The Sweetness of Salt

“What was it?”


He cleared his throat. “How I really feel. About you.” He took a breath as if the words had been choking him for months. “And how much it scared me, because for the last two years, I’ve been watching my parents turn into these two crazy people. I mean they used to love each other more than anything in the world, but now they can’t even be in the same room together. And I don’t know. Seeing them change so much made me scared when I realized how I felt about you. I guess maybe I thought it was too risky, or…God, I don’t know. I tried to figure it out from all those poems I read, but none of them gave me any answers. But Julia.” He paused. His voice was louder, as if the words, exposed now between us, were not so frightening after all. “I love you.”

“You do?” I whispered.

“More than anything.” Milo’s voice was steady. “I’ve loved you ever since the first day of senior year when I read that line of poetry out loud and I turned around and you were looking at me from the backseat of Zoe’s car.”

I closed my eyes. I remembered it, Whitman. “I am to wait…and to see to it that I do not lose you.”

“You had your hair pulled back,” Milo continued. “And you were wearing a blue shirt that made your eyes look like little pools of water. Except that I barely got to see them, because you looked away so quickly.”

I was speechless. I had been staring at Milo from the safety of the backseat, my eyes roving slowly over his hair, which hung down in little rivulets behind his ear, the blue denim of his shirt, and his baggy khaki pants. And when he had said that line—as he had done countless times before—I whispered it back, to myself, silently.

“Why didn’t you ever say anything?” I whispered.

“I tried to, I guess, after I gave you the Christmas card with the e. e. cummings quote. But you didn’t really seem like you were into it.”

“I have it taped to the top of my desk,” I said. “I read it every single night before I go to bed.”

“You do?”

“Yeah. I do. I love it, Milo.” I pulled on my bottom lip. “How could you not think I was into you after I kissed you on prom night? I mean…I’ve never done anything like that before. With anyone!”

“It couldn’t have been that terrible,” Milo said. “Especially since you were thinking of someone else.”

“Oh, Milo. No I wasn’t. I just said that so I wouldn’t look like such an idiot. There wasn’t anyone else.”

“And I guess I kind of freaked, thinking it was gonna be real.”

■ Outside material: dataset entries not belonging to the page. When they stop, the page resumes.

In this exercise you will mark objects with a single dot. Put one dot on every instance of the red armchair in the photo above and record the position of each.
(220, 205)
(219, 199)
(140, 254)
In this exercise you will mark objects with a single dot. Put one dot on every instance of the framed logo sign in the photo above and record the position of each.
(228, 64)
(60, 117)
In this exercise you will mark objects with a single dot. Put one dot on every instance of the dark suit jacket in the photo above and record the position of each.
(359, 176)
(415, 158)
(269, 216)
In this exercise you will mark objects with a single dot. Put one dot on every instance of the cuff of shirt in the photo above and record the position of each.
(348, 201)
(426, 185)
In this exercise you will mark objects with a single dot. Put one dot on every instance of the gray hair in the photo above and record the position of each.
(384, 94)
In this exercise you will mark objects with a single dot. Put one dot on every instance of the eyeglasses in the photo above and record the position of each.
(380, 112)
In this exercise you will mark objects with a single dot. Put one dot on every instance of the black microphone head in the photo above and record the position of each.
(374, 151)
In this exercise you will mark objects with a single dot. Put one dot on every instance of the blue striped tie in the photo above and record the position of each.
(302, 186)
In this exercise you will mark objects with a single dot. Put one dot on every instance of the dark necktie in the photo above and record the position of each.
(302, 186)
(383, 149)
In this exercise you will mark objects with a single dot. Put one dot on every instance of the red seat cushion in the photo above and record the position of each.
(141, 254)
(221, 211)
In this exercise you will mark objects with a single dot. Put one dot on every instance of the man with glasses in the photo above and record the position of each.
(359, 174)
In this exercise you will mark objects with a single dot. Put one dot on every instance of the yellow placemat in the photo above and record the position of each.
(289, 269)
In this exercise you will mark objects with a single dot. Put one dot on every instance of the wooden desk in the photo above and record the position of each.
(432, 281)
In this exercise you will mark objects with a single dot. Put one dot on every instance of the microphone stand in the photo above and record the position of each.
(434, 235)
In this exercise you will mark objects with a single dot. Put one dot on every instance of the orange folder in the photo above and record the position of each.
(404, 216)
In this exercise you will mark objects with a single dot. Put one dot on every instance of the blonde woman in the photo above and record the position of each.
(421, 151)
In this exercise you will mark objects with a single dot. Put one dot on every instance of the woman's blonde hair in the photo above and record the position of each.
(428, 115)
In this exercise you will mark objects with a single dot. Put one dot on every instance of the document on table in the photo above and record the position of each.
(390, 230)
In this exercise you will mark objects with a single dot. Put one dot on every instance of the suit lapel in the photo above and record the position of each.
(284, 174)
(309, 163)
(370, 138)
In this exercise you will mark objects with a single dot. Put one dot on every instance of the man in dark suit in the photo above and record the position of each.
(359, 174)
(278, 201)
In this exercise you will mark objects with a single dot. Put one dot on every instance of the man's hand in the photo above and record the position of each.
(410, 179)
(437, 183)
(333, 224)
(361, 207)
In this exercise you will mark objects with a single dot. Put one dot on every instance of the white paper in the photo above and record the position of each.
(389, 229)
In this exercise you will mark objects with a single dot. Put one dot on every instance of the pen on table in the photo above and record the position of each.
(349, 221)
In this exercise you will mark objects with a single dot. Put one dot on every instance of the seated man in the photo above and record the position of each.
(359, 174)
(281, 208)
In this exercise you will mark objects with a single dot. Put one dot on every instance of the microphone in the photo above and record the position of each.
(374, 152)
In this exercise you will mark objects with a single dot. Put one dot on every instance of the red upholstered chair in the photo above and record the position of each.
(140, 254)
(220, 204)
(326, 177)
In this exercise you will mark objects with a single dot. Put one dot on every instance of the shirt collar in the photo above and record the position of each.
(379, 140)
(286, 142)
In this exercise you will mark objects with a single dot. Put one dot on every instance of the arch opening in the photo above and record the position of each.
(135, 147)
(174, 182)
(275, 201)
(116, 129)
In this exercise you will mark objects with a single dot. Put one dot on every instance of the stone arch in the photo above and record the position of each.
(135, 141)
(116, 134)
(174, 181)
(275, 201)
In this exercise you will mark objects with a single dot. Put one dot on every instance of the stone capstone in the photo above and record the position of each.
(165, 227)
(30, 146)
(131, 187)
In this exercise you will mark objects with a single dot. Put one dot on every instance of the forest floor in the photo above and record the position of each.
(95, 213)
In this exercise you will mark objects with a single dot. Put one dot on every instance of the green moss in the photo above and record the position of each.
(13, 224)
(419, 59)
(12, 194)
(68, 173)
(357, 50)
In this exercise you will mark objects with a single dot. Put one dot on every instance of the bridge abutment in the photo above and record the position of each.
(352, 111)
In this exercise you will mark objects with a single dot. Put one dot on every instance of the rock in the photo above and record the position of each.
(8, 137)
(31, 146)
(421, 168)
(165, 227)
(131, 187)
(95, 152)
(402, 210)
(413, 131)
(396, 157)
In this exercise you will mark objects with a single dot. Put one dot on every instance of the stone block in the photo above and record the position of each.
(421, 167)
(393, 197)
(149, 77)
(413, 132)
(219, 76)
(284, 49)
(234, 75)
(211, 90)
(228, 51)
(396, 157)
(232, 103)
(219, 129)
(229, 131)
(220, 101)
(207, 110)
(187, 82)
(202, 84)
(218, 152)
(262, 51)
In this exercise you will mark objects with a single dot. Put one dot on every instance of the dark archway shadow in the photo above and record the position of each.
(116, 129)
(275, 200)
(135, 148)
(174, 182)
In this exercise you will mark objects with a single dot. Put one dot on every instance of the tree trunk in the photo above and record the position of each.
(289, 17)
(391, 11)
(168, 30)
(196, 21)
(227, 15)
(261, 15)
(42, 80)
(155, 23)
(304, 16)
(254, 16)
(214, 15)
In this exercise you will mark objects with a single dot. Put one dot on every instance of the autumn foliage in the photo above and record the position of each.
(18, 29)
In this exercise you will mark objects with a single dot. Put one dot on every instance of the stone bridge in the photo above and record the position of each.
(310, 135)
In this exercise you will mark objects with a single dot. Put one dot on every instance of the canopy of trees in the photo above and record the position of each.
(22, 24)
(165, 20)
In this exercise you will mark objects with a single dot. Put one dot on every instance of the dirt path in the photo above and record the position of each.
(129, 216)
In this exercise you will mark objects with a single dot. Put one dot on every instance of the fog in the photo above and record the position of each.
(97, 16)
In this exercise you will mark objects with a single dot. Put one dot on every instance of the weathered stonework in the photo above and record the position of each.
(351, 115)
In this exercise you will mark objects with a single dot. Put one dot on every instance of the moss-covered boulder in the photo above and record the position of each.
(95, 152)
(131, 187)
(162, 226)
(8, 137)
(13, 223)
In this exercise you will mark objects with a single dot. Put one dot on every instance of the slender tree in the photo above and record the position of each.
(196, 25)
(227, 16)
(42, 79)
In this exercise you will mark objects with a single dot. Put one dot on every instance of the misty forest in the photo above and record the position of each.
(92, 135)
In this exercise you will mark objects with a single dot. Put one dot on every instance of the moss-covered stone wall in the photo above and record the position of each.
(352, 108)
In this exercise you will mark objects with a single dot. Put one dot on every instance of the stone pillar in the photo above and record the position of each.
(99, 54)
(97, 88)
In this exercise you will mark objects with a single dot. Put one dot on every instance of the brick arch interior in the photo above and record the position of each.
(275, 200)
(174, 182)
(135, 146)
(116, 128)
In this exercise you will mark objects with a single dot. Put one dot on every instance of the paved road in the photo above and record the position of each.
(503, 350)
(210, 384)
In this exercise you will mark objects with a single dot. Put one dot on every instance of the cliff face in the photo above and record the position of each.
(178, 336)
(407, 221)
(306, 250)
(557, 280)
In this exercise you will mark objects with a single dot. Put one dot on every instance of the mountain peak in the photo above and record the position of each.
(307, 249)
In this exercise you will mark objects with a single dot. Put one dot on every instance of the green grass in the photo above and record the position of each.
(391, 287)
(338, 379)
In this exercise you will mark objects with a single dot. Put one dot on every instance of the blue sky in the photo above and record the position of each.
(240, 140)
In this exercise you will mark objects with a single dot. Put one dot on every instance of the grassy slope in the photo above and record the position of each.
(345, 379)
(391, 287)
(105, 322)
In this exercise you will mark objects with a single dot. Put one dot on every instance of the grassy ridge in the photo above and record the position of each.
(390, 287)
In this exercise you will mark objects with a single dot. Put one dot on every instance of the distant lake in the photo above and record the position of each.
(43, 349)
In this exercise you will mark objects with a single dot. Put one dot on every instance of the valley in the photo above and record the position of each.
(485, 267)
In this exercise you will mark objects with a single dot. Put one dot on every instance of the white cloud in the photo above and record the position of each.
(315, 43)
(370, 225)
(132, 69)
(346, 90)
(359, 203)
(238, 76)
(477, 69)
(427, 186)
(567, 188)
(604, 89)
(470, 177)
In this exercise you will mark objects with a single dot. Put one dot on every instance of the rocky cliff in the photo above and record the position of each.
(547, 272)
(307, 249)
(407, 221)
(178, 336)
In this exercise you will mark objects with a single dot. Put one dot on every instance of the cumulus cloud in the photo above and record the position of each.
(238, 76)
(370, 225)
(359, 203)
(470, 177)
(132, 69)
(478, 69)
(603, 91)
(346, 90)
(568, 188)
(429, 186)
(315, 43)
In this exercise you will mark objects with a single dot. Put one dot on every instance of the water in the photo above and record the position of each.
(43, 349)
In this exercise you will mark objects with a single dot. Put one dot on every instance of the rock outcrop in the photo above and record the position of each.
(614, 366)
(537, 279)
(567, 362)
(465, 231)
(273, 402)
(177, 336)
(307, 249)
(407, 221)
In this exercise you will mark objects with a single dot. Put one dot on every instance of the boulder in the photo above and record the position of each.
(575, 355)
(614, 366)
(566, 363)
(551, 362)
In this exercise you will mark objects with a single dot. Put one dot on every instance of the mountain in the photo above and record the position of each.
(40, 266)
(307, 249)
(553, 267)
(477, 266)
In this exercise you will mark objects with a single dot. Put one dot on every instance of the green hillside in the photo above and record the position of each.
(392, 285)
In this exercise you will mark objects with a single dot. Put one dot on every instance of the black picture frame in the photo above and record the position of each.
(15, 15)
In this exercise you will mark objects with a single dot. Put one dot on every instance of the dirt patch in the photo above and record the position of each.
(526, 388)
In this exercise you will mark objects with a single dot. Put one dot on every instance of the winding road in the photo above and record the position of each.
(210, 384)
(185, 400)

“But…” I pushed. “Isn’t that what you wanted?”

“Yes,” Milo answered. “Definitely. But I guess I was just kind of…Jesus, Julia, I don’t know. I think I was afraid that I wouldn’t be able to live up to your expectations after that.”

“What expectations? I never put any…”

“The ones I imagined you’d have,” Milo interrupted. “I never really thought I had any kind of a chance with you. Cheryl and Melissa, well, they’re pretty, but that’s about it. But you…you’re such an amazing person. Smart. Beautiful. Kind. Smart. The valedictorian! I don’t know. I guess I just thought I’d never be enough next to you.” He coughed lightly. “It was stupid.”

“No,” I whispered, struggling not to cry. “It wasn’t stupid. I know what you mean.” There was a long pause. I lifted my hand up in front of me and stared at it. Then I put it down again. “What about Cheryl?”

Milo was quiet.

“At the party,” I insisted. “I saw you there, sitting with her, letting her touch your shoulder and everything…”

“I’m embarrassed to say this,” Milo answered. “But as long as we’re finally saying everything…” He cleared his throat. “The only reason I sat down next to her was because I knew she still liked me. I was betting on the fact that she would do something like that. I don’t know; I guess I wanted to make you jealous.”

“Jealous?” I repeated. “Why?”

“It was a crappy move,” Milo admitted. “I thought I needed to do something drastic, you know? Something that would tell me how you felt about me.”

“Letting your ex-girlfriend manhandle you was your idea of getting me to pay attention?”

“I know,” Milo’s voice was miserable. “It was dumb.” He paused. “But it worked a little. Didn’t it?”

“Yes,” I said reluctantly. “It did.”

“This is so much easier, isn’t it?”

“What is?”

“Just saying it like it is,” Milo answered. “Being straight with each other. It’s scary telling the truth.”

“It is,” I said. “But it’s worth it, don’t you think?”

“Absolutely.”

“I miss you, Milo.”

“I miss you too. When I think about the fact that you’re so far away, it actually hurts—physically. I must sound like a total dork, but it’s true. I hate that you’re not here. I think about you all the time, Julia.”